Description of problem: retirement requests that hit an error cannot be attempted again due to way the state is handled Version-Release number of selected component (if applicable): 5.10.2 How reproducible: all the time Steps to Reproduce: 1.create a service bundle and use stock retirmeent 2.retire bundle, causing an error on check_retirement (on purpose or otherwise) 3. attempt to retire the bundle again Actual results: the second attempt (and all following attempts) fails at "start_retirement" due to the state the service bundle being retired was left in Expected results: after an error happens durring retirement, regardless of which step it happens in, it should be possible to re-run the retirement request Additional info: the actual error is due to calling on the service bundle POST POST /api/services/<<id>> { "action" : "retire" } instead of POST POST /api/services/<<id>> { "action" : "request_retire" } see bz#1698116
Hi Felix, We queried the customer database loaded at moneta.usersys.redhat.com, and found these 2 Services have a retirement_state of retiring. "c5cac7b29 Dynamic Testing Env-20190409-130040" "Dynamic Testing Env-20190409-154406" Assuming these Services are not being currently retired, the customer can use the UI on the My Services page, to set a retirement date in the future which will reset the retirement_state field so that the service can be retired. This query can be used in console to show services in this state: Service.select { |s| s.retirement_state == 'retiring'} Thanks, Tina
there were issues with the scheduler to pick the retirement tasks if they were set 2 minutes into the future. the customer has shared his expectations of how retirement should be working, especially when retirement fails : The expected solution when service retirement fails would be: - the service retirement_state will not stay in status "retiring" but will be changed to 'failed' (retirement_failed, error - choose as you want) - it will be allowed to rerun service retirement (ui, api, any other way as setting retirement date) when retirement_state == 'failed' The immediate situation has been addressed but we need to look into how to prevent similar situations from happening again.
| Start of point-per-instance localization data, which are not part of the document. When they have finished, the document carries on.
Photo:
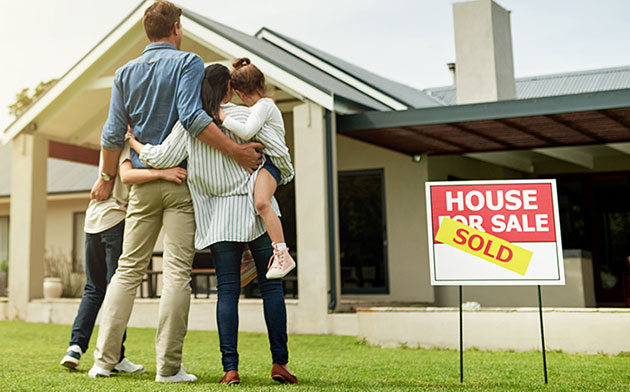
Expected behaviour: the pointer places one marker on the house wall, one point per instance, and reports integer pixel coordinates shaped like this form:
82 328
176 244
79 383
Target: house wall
60 224
406 218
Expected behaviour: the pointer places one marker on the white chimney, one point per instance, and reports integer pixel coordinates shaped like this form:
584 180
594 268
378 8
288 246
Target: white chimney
483 50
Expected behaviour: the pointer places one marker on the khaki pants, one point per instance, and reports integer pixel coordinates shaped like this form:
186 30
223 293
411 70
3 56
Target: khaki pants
151 206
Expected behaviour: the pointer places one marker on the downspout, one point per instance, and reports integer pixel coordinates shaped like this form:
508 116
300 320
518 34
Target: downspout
332 253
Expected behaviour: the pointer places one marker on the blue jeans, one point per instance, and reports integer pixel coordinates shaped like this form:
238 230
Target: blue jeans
102 251
227 262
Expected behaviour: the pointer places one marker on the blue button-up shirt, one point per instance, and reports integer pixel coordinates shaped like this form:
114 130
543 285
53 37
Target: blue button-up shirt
151 93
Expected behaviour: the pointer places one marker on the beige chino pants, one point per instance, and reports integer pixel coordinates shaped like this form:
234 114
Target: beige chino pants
152 206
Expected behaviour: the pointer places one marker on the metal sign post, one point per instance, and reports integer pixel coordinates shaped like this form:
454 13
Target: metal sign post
494 233
542 333
461 338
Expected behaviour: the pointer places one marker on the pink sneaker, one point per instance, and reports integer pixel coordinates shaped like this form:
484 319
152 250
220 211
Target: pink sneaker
248 267
280 264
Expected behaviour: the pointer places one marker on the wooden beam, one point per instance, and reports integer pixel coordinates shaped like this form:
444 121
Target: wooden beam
571 125
615 118
537 135
493 139
621 147
509 159
73 153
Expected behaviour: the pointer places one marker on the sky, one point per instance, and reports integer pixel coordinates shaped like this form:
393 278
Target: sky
409 41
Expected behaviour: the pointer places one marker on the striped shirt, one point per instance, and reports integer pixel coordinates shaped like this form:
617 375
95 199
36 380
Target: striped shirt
265 112
221 189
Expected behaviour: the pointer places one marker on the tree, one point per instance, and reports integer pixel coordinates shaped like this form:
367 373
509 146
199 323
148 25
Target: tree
24 98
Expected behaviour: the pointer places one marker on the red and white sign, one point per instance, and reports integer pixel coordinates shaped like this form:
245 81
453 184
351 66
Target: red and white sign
494 233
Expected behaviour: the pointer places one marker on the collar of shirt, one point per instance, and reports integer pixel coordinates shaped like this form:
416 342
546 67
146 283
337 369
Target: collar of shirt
158 45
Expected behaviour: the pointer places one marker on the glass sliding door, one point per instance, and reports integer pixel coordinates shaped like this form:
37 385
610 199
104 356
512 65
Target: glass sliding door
362 232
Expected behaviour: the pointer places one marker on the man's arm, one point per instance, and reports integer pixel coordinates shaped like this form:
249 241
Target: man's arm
129 175
102 189
199 124
246 155
171 152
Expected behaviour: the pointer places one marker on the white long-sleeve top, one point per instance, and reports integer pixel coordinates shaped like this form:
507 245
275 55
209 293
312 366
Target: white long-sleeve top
265 112
221 189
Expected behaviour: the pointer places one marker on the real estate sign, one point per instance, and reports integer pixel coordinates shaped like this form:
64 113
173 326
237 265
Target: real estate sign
494 233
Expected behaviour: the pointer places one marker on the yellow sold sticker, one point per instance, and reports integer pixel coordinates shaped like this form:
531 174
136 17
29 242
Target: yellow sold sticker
484 245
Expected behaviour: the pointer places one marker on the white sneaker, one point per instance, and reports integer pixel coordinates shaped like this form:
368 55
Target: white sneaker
72 357
99 372
126 366
181 376
280 264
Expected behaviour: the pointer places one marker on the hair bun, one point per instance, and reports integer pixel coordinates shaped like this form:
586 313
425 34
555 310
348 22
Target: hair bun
243 61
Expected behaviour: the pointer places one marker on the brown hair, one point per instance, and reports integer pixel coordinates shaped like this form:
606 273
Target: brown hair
213 88
159 19
247 78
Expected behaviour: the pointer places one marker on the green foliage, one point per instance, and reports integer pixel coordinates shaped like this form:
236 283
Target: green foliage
25 98
30 355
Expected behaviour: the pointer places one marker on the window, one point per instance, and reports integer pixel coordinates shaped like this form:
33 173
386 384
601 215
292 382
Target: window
4 238
362 232
78 247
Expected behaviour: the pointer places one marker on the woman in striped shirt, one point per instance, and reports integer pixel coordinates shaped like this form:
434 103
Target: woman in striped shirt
222 191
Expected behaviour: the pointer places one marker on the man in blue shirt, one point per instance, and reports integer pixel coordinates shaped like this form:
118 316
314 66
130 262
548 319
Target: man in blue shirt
150 93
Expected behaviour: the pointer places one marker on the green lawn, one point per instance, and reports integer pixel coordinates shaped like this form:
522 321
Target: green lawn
29 356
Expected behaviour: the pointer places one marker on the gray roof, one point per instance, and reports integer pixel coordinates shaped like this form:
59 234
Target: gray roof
410 96
63 176
604 79
296 66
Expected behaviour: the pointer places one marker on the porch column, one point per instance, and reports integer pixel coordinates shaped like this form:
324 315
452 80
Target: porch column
28 222
312 222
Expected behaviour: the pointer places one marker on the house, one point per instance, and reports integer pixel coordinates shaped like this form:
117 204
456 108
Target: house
363 146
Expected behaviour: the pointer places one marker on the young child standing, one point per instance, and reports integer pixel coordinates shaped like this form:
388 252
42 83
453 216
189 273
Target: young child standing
249 84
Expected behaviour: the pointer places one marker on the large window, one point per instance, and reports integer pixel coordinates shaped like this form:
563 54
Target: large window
4 238
362 232
78 248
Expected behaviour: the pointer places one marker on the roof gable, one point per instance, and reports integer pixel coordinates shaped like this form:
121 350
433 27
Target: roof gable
398 96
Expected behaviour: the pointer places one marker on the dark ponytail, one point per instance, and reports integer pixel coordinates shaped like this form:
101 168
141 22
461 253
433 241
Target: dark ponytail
213 88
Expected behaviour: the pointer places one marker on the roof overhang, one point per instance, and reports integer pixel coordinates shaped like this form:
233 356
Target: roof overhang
74 109
570 120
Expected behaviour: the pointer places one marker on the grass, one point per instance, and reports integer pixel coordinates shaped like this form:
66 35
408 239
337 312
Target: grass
29 356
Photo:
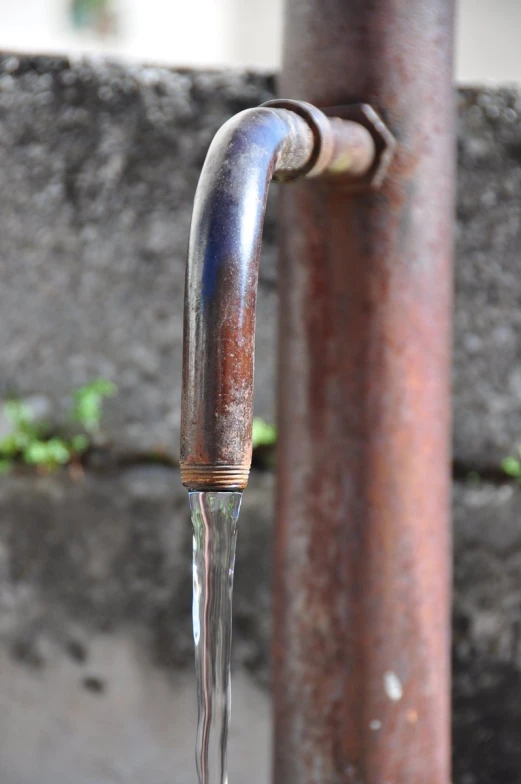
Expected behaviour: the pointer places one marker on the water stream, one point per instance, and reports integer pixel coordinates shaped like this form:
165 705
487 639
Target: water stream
214 519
Hi Felix, If retirement, when initiated by the new retirement API call, were to encounter an error, the service retirement_state will change from "retiring" to 'error' which would allow you to initiate retirement again. The old retirement API call remains for customers using custom state machines. Let me know if you have any questions. Thanks, Tina
(In reply to Tina Fitzgerald from comment #5) > Hi Felix, > > If retirement, when initiated by the new retirement API call, were to > encounter an error, the service retirement_state will change from "retiring" > to 'error' which would allow you to initiate retirement again. > > The old retirement API call remains for customers using custom state > machines. > > Let me know if you have any questions. > > Thanks, > Tina the customer I raised this bugzilla for was using a custom retirement state machine from a previous major release and ran into this issue. I worry that other customers with similar situations will run into the same problem as they keep using the old retirement API call
CloudForms seems to be using the new workflow even with the old API calls.
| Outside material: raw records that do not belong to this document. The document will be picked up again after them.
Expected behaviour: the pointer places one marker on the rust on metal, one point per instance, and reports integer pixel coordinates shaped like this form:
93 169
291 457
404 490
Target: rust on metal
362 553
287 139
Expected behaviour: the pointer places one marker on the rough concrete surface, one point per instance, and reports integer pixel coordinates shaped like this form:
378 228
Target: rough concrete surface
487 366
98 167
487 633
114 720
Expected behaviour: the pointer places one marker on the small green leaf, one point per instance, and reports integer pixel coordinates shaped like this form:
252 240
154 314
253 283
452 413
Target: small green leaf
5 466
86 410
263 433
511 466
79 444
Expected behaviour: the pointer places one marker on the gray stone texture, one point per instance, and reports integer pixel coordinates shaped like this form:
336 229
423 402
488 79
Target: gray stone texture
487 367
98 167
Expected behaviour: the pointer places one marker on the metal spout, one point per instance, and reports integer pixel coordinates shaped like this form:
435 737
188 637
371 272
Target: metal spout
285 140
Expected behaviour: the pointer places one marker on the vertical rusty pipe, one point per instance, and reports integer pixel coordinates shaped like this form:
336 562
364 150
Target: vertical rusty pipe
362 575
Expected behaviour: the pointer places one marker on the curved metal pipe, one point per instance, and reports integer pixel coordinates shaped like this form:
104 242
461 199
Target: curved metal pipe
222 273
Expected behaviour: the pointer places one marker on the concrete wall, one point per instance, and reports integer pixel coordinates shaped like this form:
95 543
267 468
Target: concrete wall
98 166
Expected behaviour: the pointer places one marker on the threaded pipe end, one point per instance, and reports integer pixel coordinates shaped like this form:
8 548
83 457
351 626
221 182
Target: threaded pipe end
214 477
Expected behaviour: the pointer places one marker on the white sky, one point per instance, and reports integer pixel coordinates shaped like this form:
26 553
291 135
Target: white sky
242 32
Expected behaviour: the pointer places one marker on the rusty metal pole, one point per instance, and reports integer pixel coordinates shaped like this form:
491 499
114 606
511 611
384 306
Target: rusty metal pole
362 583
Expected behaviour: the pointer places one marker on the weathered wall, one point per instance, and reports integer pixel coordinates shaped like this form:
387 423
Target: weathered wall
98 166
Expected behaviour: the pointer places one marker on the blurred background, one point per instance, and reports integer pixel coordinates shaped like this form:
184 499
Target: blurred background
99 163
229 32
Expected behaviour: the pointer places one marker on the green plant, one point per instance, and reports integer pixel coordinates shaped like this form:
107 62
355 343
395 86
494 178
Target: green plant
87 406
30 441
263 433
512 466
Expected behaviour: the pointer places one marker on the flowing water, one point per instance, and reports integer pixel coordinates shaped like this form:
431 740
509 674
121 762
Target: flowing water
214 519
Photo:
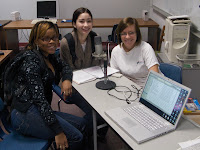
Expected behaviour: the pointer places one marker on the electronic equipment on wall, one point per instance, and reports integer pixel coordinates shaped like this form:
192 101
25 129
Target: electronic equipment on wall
177 31
46 9
15 15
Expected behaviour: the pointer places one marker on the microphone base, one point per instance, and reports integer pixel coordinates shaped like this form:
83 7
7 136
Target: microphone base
105 86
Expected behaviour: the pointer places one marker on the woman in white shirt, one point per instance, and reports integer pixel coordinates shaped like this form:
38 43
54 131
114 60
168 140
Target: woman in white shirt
132 56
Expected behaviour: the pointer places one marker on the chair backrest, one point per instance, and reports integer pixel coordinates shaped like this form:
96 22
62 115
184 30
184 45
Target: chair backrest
172 71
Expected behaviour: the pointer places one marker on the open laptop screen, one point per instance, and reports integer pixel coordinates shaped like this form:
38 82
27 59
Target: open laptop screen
163 96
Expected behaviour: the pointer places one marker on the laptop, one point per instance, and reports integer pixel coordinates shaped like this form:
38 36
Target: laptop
157 112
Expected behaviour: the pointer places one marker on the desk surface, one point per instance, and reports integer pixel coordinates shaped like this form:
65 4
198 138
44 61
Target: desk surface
7 54
4 22
101 101
97 23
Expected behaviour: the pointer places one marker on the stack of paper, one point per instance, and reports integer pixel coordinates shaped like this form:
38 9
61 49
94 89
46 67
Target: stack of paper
90 74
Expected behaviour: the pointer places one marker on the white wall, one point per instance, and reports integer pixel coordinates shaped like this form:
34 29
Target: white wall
99 9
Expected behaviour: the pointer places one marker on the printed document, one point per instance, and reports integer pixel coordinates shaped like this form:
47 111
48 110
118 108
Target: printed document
90 74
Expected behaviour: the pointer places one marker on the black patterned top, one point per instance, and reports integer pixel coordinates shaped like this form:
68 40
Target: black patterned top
38 79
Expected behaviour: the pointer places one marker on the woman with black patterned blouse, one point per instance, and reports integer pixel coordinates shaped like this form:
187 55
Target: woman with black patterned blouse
32 114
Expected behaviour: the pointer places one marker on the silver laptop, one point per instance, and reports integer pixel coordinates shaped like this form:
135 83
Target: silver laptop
157 112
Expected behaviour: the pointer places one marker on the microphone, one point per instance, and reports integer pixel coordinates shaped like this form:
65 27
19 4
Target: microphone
98 45
105 70
99 54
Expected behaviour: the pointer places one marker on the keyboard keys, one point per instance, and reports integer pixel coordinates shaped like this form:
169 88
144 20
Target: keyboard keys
144 118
the customer wishes for us to look into why when a 5.10 automate-based retirement fails (with action=retire being used) it isn't possible to try another time to retire it. Effectively every attempt after the first is met with a "retirement already in progress" error. the state of retirement isn't being cleared. He wants for us to look into making this not happen.
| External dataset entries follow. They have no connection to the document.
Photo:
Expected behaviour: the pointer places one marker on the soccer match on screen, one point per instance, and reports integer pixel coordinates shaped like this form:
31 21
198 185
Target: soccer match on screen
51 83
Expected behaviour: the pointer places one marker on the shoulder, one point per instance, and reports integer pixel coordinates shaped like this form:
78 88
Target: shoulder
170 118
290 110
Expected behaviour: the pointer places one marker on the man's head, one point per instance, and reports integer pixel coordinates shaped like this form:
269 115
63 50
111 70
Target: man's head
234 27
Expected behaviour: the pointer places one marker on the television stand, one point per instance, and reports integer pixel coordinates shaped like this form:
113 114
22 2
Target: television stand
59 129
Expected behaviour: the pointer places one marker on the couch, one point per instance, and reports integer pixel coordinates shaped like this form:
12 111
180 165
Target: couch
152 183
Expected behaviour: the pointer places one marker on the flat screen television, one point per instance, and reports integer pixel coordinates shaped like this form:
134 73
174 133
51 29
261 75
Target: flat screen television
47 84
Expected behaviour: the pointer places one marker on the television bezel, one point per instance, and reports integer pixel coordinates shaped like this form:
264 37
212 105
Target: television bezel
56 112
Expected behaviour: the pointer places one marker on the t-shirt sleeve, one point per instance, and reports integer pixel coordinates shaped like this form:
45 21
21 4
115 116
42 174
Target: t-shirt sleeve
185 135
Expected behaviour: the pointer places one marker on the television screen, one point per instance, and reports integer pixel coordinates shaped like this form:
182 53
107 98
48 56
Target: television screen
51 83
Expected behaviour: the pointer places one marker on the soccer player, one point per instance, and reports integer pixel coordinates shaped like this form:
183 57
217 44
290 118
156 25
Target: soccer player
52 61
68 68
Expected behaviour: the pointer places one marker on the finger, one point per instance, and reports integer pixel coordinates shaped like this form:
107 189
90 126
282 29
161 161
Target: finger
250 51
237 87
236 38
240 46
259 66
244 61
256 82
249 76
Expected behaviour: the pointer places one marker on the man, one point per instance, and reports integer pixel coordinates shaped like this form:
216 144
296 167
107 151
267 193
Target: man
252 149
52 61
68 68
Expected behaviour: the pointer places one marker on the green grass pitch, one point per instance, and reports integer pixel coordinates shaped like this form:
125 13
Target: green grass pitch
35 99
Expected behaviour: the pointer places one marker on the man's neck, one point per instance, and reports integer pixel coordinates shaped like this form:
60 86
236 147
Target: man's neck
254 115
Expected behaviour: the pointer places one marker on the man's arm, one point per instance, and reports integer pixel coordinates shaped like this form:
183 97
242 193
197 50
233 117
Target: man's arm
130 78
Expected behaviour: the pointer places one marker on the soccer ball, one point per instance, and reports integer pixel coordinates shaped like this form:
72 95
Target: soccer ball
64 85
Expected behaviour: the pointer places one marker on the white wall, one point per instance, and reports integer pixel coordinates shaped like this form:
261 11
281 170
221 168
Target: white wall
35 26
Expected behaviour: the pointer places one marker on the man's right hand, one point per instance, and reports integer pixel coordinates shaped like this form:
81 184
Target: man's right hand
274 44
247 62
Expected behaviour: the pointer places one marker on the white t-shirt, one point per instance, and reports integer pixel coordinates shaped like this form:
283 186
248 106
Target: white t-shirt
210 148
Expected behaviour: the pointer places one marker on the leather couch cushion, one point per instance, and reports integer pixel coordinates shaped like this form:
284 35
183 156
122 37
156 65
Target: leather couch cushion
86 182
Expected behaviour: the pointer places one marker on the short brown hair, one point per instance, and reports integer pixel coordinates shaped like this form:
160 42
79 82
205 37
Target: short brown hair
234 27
Hi Felix, We're going to modify the Service retirement state machine to abort in start_retirement if the service_retire_task is not found, which will catch the scenario where the old "retire" API is used. We'll have Automate code for the customer to test shortly. Thanks, Tina
Hi Felix, I have created a workaround for the customer. I am including a domain. Just download, import and enable. If the customer uses the old api call, instead of setting the retirement to 'retiring', this code will Abort with the following messages: ERROR -- : <AEMethod start_retirement> Service retire task not found ERROR -- : <AEMethod start_retirement> The old style retirement is incompatible with the new retirement state machine. Then if the customer uses the right api call "request_retire", the service can be retired. Let me know if you have any questions .... Billy
See Comments 11 & 12 above
https://github.com/ManageIQ/manageiq-content/pull/530
New commit detected on ManageIQ/manageiq-content/master: https://github.com/ManageIQ/manageiq-content/commit/8b95631a8ac1d0613ef51040f56ce6712e06b472 commit 8b95631a8ac1d0613ef51040f56ce6712e06b472 Author: william fitzgerald <wfitzger> AuthorDate: Tue Apr 30 17:28:41 2019 -0400 Commit: william fitzgerald <wfitzger> CommitDate: Tue Apr 30 17:28:41 2019 -0400 Fix Service Retirement requests leaving the Service is a state of 'retiring'. This will fix the problem when someone uses the older api call and leaves the service in a 'retiring' state. If there is no task, the process is aborted and the state is 'initializing'. This will allow the retirement process will start again instead of being denied because the state is 'retiring' fixes: https://bugzilla.redhat.com/show_bug.cgi?id=1698480 Updated update_service_retirement_status_spec Moved check for service_retire_task before notification as requested. Removed tap and changed code as requested Changed 'fred' to 'active' as requested content/automate/ManageIQ/Service/Retirement/StateMachines/Methods.class/__methods__/start_retirement.rb | 6 + content/automate/ManageIQ/Service/Retirement/StateMachines/ServiceRetirement.class/__methods__/update_service_retirement_status.rb | 2 +- spec/content/automate/ManageIQ/Service/Retirement/StateMachines/ServiceRetirement.class/__methods__/update_service_retirement_status_spec.rb | 21 +- 3 files changed, 25 insertions(+), 4 deletions(-)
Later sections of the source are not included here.